169+ operations across 23 domains

Every operation runs as needle("<op_name>", { … }) or its async variant. The dispatcher runs locally in the VM by default, or routes through a connected runner for non-VM network vantage points (laptop, internal jump host, regional egress). New primitives land regularly as live engagements surface capability gaps. The full operation reference is shared with engagement participants.

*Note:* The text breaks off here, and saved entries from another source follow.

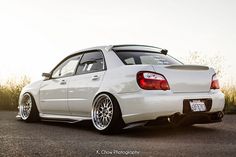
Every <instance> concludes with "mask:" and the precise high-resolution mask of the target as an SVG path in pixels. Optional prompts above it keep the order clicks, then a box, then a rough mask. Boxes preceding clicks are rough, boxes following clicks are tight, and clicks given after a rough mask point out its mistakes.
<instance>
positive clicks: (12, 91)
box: [0, 77, 30, 110]
mask: <svg viewBox="0 0 236 157" xmlns="http://www.w3.org/2000/svg"><path fill="white" fill-rule="evenodd" d="M28 83H30V79H29V78H27V77H22V78H21V79H20V80H19V81H15V80H13V79H9V80H8V81H7V82H6V83H5V84H4V85H0V110H17V106H18V99H19V95H20V92H21V90H22V88H23V87H24V86H25V85H26V84H28Z"/></svg>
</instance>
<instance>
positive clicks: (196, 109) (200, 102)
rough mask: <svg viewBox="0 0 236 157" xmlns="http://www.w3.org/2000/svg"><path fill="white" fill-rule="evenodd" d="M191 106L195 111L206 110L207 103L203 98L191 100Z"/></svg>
mask: <svg viewBox="0 0 236 157" xmlns="http://www.w3.org/2000/svg"><path fill="white" fill-rule="evenodd" d="M190 107H191V110H192V111H193V112H201V111H206V105H205V103H204V102H203V101H201V100H191V101H190Z"/></svg>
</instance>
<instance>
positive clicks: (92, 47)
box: [74, 44, 163, 54]
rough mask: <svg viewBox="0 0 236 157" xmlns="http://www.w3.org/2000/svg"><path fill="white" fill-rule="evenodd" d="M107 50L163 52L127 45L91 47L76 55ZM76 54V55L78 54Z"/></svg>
mask: <svg viewBox="0 0 236 157" xmlns="http://www.w3.org/2000/svg"><path fill="white" fill-rule="evenodd" d="M101 49H105V50H107V51H109V50H140V51H155V52H161V50H163V49H162V48H159V47H155V46H149V45H136V44H132V45H131V44H129V45H128V44H127V45H108V46H96V47H90V48H86V49H82V50H79V51H77V52H76V53H80V52H85V51H92V50H101ZM76 53H74V54H76Z"/></svg>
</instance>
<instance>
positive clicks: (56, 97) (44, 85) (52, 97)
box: [40, 78, 69, 114]
mask: <svg viewBox="0 0 236 157" xmlns="http://www.w3.org/2000/svg"><path fill="white" fill-rule="evenodd" d="M67 79H68V78H58V79H51V80H47V81H44V82H43V83H42V85H41V88H40V108H41V110H42V112H43V113H51V114H69V111H68V105H67Z"/></svg>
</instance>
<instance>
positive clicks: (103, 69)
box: [68, 50, 106, 117]
mask: <svg viewBox="0 0 236 157" xmlns="http://www.w3.org/2000/svg"><path fill="white" fill-rule="evenodd" d="M105 70H106V65H105V59H104V56H103V53H102V51H100V50H96V51H90V52H85V53H84V55H83V57H82V59H81V60H80V63H79V66H78V68H77V71H76V75H75V76H73V77H71V78H70V80H69V83H68V106H69V109H70V112H71V114H72V115H78V116H85V117H87V116H90V114H91V107H92V102H93V98H94V96H95V94H96V93H97V91H98V90H99V87H100V84H101V82H102V79H103V75H104V73H105Z"/></svg>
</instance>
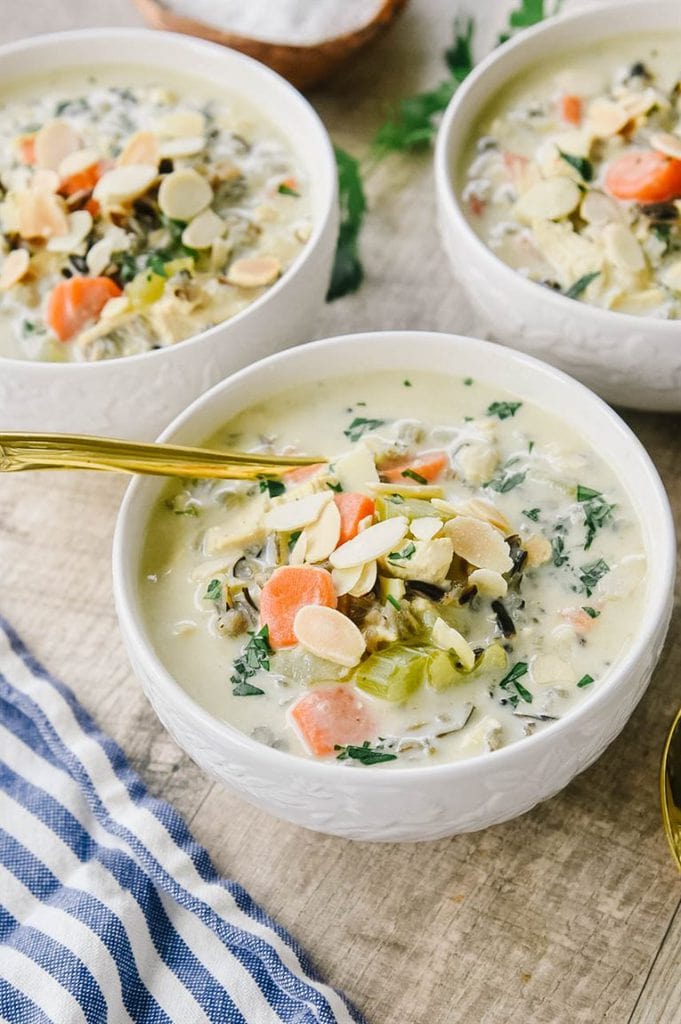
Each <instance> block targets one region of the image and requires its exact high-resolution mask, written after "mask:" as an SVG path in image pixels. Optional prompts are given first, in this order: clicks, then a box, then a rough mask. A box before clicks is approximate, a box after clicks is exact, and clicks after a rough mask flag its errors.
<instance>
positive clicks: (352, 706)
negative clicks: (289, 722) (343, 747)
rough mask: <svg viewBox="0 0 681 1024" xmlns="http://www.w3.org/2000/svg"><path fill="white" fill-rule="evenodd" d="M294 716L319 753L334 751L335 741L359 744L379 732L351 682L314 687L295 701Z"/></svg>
mask: <svg viewBox="0 0 681 1024" xmlns="http://www.w3.org/2000/svg"><path fill="white" fill-rule="evenodd" d="M291 718H292V719H293V721H294V722H295V724H296V726H297V728H298V730H299V731H300V734H301V736H302V738H303V741H304V743H305V745H306V746H307V748H308V750H309V751H310V753H311V754H315V755H316V756H317V757H324V756H325V755H327V754H333V752H334V746H335V745H336V744H338V745H339V746H345V745H347V744H348V743H352V744H357V745H358V744H360V743H364V741H365V740H366V739H371V738H372V737H373V736H374V735H375V734H376V724H375V722H374V717H373V715H372V714H371V712H370V711H369V710H368V709H367V707H366V702H365V701H364V700H363V699H361V698H360V697H359V696H358V695H357V694H356V693H355V692H354V690H352V689H350V687H349V686H335V687H334V688H333V689H314V690H311V691H310V692H309V693H306V694H305V696H303V697H301V698H300V699H299V700H297V701H296V702H295V705H294V706H293V708H292V709H291Z"/></svg>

  • Reconnaissance & Discovery
  • Authentication & Authorization
  • Injection
  • Client-Side Security
  • GraphQL
  • XXE
  • Deserialization
  • Cryptographic Attacks
  • Cache Attacks
  • Request Smuggling & Protocol Attacks
  • Race Conditions
  • gRPC
  • Mail Protocols
  • Headless Browser
  • Fuzzing & Brute Force
  • Cloud Security
  • SOAP / WS-Security
  • Kubernetes
  • AI Infrastructure
  • Network Protocols
  • Active Directory
  • Database Probes
  • Utilities
12
MCP contract

Twenty tools — the surface, not the product

The MCP surface is intentionally small — twenty tools, no plugin loading, no runtime registration, validated at boot against a single registry. The model sees a flat list.

dispatch
Sync and async, one entrypoint each
needle(op, args) resolves every operation through the boot-validated registry. scan_async(op, args) runs the same dispatch as a background task and returns a task_id.
task lifecycle
Background work has the same surface as foreground
Poll, cancel, and list outstanding tasks. Long-running operations don't need a side-channel.
result spill
Big outputs don't round-trip context
Large tool outputs return a handle the reasoner reads on demand. A 10 MB output never has to pass through the context window.
OOB callbacks
Live listener under *.oobd.io
Inspect callbacks landing on the HTTPS + DNS catchall; configure DNS rebinding setups.
proxy observations
Cursor reads with redaction
Server-side aggregation and pagination; detail-fetch returns through a severance envelope — header names pass, values mask to ***.
sessions + TOTP
Identities the reasoner can drive, never see
Captured identities are inspectable as shape only; tools dispatch as a specific identity via as_session=. TOTP codes generate from stored seeds without the reasoner holding the secret.
findings
Structured insight ingest
insight creates findings with evidence, severity, and reproduction attached at creation. tool_runs lookups let the reasoner check coverage before re-running.
scope
Read-only over MCP
The reasoner can inspect engagement scope; mutation happens in the dashboard, never via the agent.
13
integrations

External asset and recon sources

Pull-in path for external asset and recon datasets. Matching hosts surface as scope proposals for operator review before any tool call reaches them.

runZero

Pull asset inventory from a runZero org via the Export API and propose scope additions for operator review.

Shodan

Run a Shodan search query per engagement; matching hosts surface as scope proposals with services, vulns, org, and location attached. Hostname-first scope entries with IP fallback.

Censys

Run a CensysQL search query per engagement; matching hosts surface as scope proposals with services, ASN, location, and reverse-DNS attached. Strong cert-CN attribution for "is this actually theirs?"

14
who

Built by Erik Tayler. DDI → IOActive → Microsoft AI+R adversarial. Twenty years of varied target work — legacy banking systems, conversational AI platforms (XiaoIce, Tay), image classifiers (Advertising, SafeSearch), and one memorable Tandem Van de Graaf accelerator.